Charges of \(-12.0 \mathrm{nC}\) and \(-22.0 \mathrm{nC}\) are separated by $0.700 \mathrm{m} .$ What is the potential midway between the two charges?

Short answer

Question: Determine the electric potential at the midpoint between two charges of \(-12.0 \, \mathrm{nC}\) and \(-22.0 \, \mathrm{nC}\) separated by a distance of \(0.700 \, \mathrm{m}\). Answer: The electric potential at the midpoint between the two charges is \(-876 \, \mathrm{V}\).

Step-by-step solution

Convert the charges to coulombs

We need to convert the charges from nanocoulombs to coulombs. Recall that 1 nC = \(10^{-9}\) C. \(-12.0 \, \mathrm{nC} = -12.0 \times 10^{-9} \, \mathrm{C}\) \(-22.0 \, \mathrm{nC} = -22.0 \times 10^{-9} \, \mathrm{C}\)

Find the distance to the midpoint

The distance between the charges is \(0.700 \, \mathrm{m}\), so the distance to the midpoint is half of that: \(r_{mid} = \frac{0.700}{2} \, \mathrm{m} = 0.350 \, \mathrm{m}\)

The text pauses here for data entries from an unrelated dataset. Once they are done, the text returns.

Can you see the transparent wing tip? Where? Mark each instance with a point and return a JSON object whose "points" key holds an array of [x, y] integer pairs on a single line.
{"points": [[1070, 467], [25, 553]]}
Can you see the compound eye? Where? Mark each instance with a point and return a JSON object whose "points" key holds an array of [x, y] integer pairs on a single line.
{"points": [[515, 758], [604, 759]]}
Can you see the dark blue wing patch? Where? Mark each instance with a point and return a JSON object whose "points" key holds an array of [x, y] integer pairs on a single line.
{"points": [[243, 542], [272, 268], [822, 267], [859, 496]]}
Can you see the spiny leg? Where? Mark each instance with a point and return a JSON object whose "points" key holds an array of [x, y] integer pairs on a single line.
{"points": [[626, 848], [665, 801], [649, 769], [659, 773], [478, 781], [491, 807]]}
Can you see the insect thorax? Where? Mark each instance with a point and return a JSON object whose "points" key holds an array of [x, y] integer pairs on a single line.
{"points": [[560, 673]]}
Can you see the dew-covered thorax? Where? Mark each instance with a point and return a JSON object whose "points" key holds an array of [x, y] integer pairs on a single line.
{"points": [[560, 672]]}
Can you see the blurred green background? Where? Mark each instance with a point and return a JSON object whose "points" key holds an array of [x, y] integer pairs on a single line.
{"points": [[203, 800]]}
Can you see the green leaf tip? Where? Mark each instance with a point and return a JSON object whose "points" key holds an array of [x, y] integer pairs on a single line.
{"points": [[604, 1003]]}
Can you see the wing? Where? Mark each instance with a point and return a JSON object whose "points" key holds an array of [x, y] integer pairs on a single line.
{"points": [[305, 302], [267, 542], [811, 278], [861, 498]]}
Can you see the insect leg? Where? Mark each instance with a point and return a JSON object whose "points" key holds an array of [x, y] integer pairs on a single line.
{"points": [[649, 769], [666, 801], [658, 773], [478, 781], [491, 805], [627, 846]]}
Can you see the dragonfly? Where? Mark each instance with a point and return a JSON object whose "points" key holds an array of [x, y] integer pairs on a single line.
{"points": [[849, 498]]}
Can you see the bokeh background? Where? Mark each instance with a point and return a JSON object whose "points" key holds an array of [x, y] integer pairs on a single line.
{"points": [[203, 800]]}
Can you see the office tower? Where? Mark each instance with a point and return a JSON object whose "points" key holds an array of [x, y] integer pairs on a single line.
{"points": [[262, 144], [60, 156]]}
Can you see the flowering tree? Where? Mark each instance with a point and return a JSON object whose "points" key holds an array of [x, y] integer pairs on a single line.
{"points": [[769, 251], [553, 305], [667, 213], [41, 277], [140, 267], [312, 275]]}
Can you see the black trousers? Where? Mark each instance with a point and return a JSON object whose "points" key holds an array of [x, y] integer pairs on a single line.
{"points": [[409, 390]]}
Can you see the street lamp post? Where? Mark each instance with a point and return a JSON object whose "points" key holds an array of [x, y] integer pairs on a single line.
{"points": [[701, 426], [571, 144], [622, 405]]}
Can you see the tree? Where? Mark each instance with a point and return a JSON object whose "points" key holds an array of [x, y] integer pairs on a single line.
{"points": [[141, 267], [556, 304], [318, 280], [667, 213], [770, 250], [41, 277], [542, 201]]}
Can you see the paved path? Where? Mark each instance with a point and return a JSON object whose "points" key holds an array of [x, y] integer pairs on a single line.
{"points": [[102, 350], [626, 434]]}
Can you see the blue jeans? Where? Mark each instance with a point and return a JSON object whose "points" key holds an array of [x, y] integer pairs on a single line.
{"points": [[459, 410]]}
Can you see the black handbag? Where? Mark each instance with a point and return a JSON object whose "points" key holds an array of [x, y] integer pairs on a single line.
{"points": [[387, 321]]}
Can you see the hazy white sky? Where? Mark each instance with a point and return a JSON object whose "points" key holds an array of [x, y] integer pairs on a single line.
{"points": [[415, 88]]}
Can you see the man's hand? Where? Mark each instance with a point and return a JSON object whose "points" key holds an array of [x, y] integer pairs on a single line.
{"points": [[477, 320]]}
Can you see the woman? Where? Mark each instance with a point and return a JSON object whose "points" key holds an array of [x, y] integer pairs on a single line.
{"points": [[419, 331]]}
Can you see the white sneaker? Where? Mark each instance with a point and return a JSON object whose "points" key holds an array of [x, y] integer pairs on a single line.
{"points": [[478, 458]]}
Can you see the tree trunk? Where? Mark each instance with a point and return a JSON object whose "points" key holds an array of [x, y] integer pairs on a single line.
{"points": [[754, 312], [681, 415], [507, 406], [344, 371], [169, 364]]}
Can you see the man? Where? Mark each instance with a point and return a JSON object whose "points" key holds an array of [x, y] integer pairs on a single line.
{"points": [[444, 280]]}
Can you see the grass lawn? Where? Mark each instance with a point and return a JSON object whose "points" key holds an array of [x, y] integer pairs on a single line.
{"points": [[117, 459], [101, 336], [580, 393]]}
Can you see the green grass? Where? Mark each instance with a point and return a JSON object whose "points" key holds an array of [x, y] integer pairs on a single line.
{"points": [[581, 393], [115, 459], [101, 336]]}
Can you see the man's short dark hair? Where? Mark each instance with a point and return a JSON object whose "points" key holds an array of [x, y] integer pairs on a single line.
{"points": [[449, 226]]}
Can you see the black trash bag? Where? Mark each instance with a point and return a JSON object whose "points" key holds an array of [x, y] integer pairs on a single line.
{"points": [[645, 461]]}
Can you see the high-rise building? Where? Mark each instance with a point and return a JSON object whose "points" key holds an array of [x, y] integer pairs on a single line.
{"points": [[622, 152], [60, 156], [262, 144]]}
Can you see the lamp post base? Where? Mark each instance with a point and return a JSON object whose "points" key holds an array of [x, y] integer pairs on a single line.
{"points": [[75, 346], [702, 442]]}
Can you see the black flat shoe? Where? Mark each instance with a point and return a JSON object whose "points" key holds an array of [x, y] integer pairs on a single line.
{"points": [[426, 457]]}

Find the electric potential due to each charge at the midpoint

We can use the formula \(V = k\frac{q}{r}\), where \(k\) is the electrostatic constant (\(k = 8.99 \times 10^9 \, \mathrm{Nm^2/C^2}\)). For the \(-12.0 \times 10^{-9} \, \mathrm{C}\) charge: \(V_1 = k\frac{q_1}{r_{mid}} = (8.99 \times 10^9 \, \mathrm{Nm^2/C^2})(-12.0 \times 10^{-9} \, \mathrm{C}) / (0.350 \, \mathrm{m})\) For the \(-22.0 \times 10^{-9} \, \mathrm{C}\) charge: \(V_2 = k\frac{q_2}{r_{mid}} = (8.99 \times 10^9 \, \mathrm{Nm^2/C^2})(-22.0 \times 10^{-9} \, \mathrm{C}) / (0.350 \, \mathrm{m})\)

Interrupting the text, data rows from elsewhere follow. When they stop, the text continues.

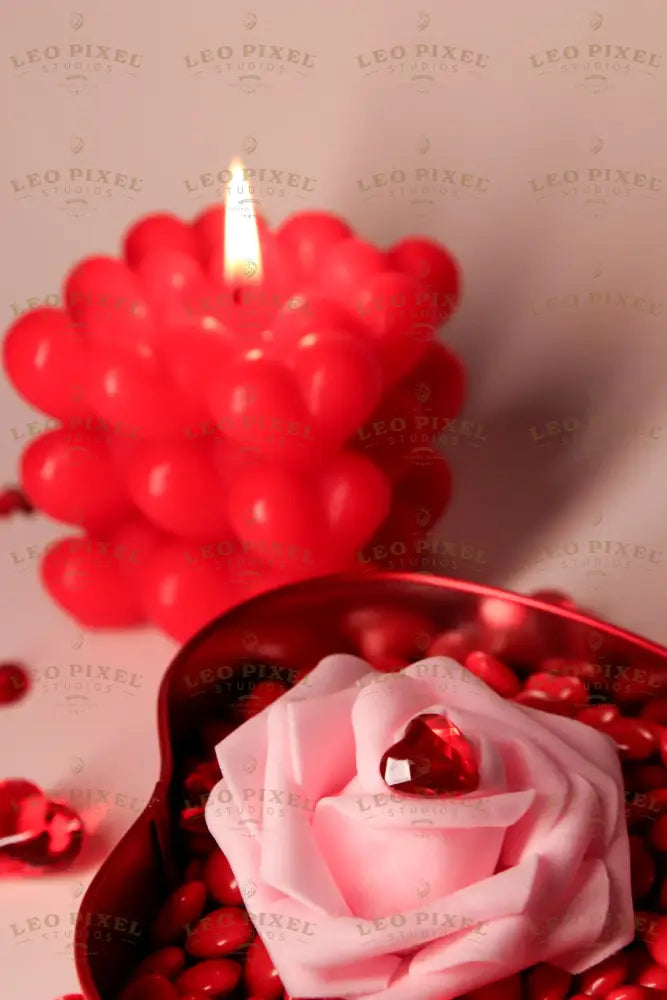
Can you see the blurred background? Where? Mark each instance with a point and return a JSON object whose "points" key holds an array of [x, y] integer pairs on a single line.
{"points": [[527, 138]]}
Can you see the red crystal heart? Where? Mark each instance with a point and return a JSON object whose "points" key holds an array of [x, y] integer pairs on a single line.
{"points": [[433, 758]]}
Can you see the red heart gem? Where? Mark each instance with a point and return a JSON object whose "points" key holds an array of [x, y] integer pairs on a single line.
{"points": [[433, 758]]}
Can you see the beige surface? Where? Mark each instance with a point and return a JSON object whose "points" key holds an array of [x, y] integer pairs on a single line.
{"points": [[529, 137]]}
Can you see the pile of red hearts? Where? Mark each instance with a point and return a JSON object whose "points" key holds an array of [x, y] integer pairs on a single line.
{"points": [[213, 442], [203, 943]]}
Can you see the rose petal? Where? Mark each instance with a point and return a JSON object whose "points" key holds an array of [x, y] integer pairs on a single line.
{"points": [[386, 703], [322, 742], [333, 673], [292, 860], [577, 746], [349, 938], [581, 920], [242, 758]]}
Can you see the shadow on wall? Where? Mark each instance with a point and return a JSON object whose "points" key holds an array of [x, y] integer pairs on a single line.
{"points": [[558, 409]]}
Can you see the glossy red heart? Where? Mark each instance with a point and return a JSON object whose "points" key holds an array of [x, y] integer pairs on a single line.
{"points": [[302, 521], [433, 758]]}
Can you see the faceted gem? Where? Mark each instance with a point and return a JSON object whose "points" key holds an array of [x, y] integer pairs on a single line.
{"points": [[433, 758], [34, 831]]}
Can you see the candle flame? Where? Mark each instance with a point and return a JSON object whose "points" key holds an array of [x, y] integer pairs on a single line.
{"points": [[242, 256]]}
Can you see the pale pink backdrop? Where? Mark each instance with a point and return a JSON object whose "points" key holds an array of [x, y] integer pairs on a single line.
{"points": [[528, 137]]}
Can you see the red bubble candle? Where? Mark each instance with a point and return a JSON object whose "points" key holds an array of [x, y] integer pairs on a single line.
{"points": [[228, 398]]}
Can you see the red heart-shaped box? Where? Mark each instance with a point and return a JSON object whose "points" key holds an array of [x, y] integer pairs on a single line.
{"points": [[293, 627]]}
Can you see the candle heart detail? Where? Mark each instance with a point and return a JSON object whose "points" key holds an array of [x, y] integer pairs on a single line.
{"points": [[303, 413], [432, 758], [295, 519], [399, 318]]}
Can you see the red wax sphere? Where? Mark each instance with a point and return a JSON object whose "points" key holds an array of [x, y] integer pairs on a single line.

Sum the electric potentials to find the total potential at the midpoint

We can simply add the potential due to each charge to find the total potential at the midpoint. \(V_{total} = V_1 + V_2\) Plug in the values we found in Step 3 and perform the calculation. \(V_{total} = (-3.08 \times 10^2 \, \mathrm{V}) + (-5.68 \times 10^2 \, \mathrm{V}) = -8.76 \times 10^2 \, \mathrm{V}\) So, the electric potential at the midpoint between the two charges is \(-876 \, \mathrm{V}\).